Un flot de rage m’envahit. Comme j’aurais voulu lui faire subir ce que je vivais en cet instant.
_ « Ca va passer » continua t-il « Tu es en train de te transformer. Bientôt, tu me remercieras pour le cadeau que je t’ai fait »
Que racontait-il ? Ca devait être un être démoniaque qui m’avait kidnappé. Je le haïssais d’autant plus. J’imaginais mille et une façons de le tuer. Ces pensées me soulageaient un peu, la haine balayait mes peurs.
J’ouvris les yeux. Le soleil était déjà haut dans le ciel et je pouvais apercevoir la ramure des arbres. Un doute gonfla ma poitrine. Etais-je toujours vivante ? Peut-être. Je ne pouvais pas bouger mais il me semblait entendre des bruits tout autour de moi. Les bruits de la forêt compris-je … mais à un volume si fort qu’il me semblait presque entendre la respiration des mulots.
Les heures passaient et la douleur était toujours plus forte. Mon cœur continuait de se battre et je ne pouvais m’empêcher d’avoir de l’admiration pour la résistance dont il faisait preuve.
Et puis, alors que je m’étais résignée à brûler dans les feux de l’enfer pour le reste de l’éternité, je me rendis compte que le feu ne brûlait plus mes orteils ni le bout de mes doigts. Il semblait même qu’il remontait tout doucement le long de mes membres. Et mieux encore, j’arrivais à sentir les parties de mon corps libérées du feu.
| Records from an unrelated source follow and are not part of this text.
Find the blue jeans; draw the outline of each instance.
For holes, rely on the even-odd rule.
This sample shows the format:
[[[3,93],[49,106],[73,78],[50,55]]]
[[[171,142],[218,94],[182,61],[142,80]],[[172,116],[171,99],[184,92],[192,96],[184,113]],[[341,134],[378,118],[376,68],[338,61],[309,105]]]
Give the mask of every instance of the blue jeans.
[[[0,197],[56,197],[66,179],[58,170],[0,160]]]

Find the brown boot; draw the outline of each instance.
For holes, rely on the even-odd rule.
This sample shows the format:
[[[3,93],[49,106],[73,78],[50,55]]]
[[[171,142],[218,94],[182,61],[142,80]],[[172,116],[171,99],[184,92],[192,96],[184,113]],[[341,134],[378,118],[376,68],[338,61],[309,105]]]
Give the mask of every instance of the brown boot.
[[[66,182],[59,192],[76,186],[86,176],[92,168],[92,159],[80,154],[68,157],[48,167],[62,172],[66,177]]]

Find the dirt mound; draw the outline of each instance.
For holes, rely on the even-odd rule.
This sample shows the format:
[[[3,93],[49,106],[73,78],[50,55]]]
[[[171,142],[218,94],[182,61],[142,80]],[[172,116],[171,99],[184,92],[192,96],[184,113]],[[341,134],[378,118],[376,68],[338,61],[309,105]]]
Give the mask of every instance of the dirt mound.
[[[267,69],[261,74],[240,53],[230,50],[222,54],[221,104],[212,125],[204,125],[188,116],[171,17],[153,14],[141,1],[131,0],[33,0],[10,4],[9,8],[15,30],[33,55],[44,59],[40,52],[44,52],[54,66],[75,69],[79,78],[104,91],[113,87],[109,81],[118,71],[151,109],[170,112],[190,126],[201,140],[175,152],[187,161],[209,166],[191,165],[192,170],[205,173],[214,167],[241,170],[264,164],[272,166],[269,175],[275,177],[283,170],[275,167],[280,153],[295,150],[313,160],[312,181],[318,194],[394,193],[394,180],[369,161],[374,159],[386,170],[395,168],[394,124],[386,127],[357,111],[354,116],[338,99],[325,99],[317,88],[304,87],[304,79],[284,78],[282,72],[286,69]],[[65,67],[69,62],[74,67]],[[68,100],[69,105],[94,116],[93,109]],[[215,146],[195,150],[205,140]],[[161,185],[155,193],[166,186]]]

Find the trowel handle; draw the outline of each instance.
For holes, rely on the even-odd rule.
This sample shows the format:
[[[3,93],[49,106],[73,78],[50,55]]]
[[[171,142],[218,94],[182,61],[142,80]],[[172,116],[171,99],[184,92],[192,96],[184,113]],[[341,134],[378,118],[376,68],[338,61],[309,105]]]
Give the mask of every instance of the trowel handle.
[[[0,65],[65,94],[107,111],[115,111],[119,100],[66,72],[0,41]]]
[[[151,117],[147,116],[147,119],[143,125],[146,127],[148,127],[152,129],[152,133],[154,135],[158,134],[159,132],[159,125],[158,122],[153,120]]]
Je me mis à penser que j’allais peut être survivre. Mon cœur battait toujours avec vigueur. Mentalement, je l’encourageais. Le feu remontait vers lui inexorablement. Il était en train de gagner la bataille j’en étais sure. De plus en plus de parties de mon corps étaient libérées de la douleur. Bientôt, le feu ne ravageait plus que mon thorax.
Mon vaillant cœur battait de plus en plus vite. Tout le feu convergeait maintenant vers lui. C’était un assaut en règle. Les battements de mon cœur s’accéléraient encore. Soudain, le doute me rongea. Il avait été mis à dur épreuve ces derniers temps. Allait-il tenir le coup ?
Je compris alors qu’il allait finir par flancher. Aucun cœur ne pouvait survivre à un tel déferlement de violence. Quelques instants plus tard, il me donna raison. Il eut quelques soubresauts et il se tut à jamais.